The simplest realised measure is realised variance

$$RM_{t}= \sum x_{j,t}^2$$

where

$$x_{j,t}=X_{t_{j,t}}-X_{t_{j-1,t}}$$

and $$t_{j,t}$$ are the times of trades or quotes (or a subset of them) on the t-th day. The theoretical justification of this measure is that if prices are observed without noise then as $$min_{j}|t_{j,t}-t_{j-1,t}| \downarrow 0$$ it consistently estimates the quadratic variation of the price process on the $$t$$-th day. It was formalised econometrically by Andersen, Bollerslev, Diebold and Labys (2001) and Barndorff-Nielsen and Shephard (2002).

In practice market microstructure noise plays an important part and the above authors use 1-5 minute return data or a subset of trades or quotes (e.g. every 15th trade) to mitigate the effect of the noise. Hansen and Lunde (2006) systematically study the impact of noise on realised variance. If a subset of the data is used with the realised variance, then it is possible to average across many such estimators each using different subsets. This is called subsampling. When we report RV estimators we always subsample them to the maximum degree possible from the data as this averaging is always theoretically beneficial especially in the presence of modest amounts of noise.

Three classes of estimators which are somewhat robust to noise have been suggested in the literature: preaveraging (Jacod, Li, Mykland, Podolskij and Vetter(2007)), multiscale Zhang (2007) and Zhang, Mykland and Ait-Sahalia (2005)) and realised kernel (Barndorff-Nielsen, Hansen, Lunde and Shephard (2008)).

Here we focus on the realised kernel in the case where we use a Parzen weight function. It has the familiar form of a HAC type estimator (except there is no adjustment for mean and the sums are not scaled by their sample size)

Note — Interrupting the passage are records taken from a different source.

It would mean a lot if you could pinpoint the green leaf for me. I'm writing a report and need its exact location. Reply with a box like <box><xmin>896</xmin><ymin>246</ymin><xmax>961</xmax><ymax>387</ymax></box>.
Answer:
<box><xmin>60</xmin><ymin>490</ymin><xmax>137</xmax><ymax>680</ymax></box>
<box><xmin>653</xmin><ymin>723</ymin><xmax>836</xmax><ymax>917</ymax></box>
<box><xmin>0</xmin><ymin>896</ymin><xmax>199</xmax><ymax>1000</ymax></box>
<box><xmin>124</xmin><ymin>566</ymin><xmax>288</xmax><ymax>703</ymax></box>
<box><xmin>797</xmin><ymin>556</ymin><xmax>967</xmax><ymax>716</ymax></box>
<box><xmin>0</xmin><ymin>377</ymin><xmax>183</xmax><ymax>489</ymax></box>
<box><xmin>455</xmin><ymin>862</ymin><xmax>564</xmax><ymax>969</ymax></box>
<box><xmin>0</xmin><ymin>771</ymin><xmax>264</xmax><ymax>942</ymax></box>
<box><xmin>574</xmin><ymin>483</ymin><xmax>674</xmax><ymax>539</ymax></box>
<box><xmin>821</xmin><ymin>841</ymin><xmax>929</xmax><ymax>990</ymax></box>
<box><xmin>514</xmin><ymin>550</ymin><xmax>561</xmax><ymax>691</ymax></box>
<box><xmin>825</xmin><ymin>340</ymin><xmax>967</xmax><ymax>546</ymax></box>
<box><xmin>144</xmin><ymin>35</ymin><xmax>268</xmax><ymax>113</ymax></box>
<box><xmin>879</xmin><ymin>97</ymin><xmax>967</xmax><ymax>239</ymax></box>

$$RM_{t}=\sum_{h=-H}^{H} k(h/(H+1))\gamma_{h}$$

where

$$\gamma_{h}=\sum_{j=|h|+1}^n x_{j,t}x_{j-|h|,t}$$

and $$k(x)$$ is the Parzen kernel function. It is necessary for $$H$$ to increase with the sample size in order to consistently estimate the increments of quadratic variation in the presence of noise. We follow precisely the bandwidth choice of $$H$$ spelt out in Barndorff-Nielsen, Hansen, Lunde and Shephard (2009), to which we refer the reader for details. This realised kernel is guaranteed to be non-negative, which is quite important as some of our time series methods rely on this property.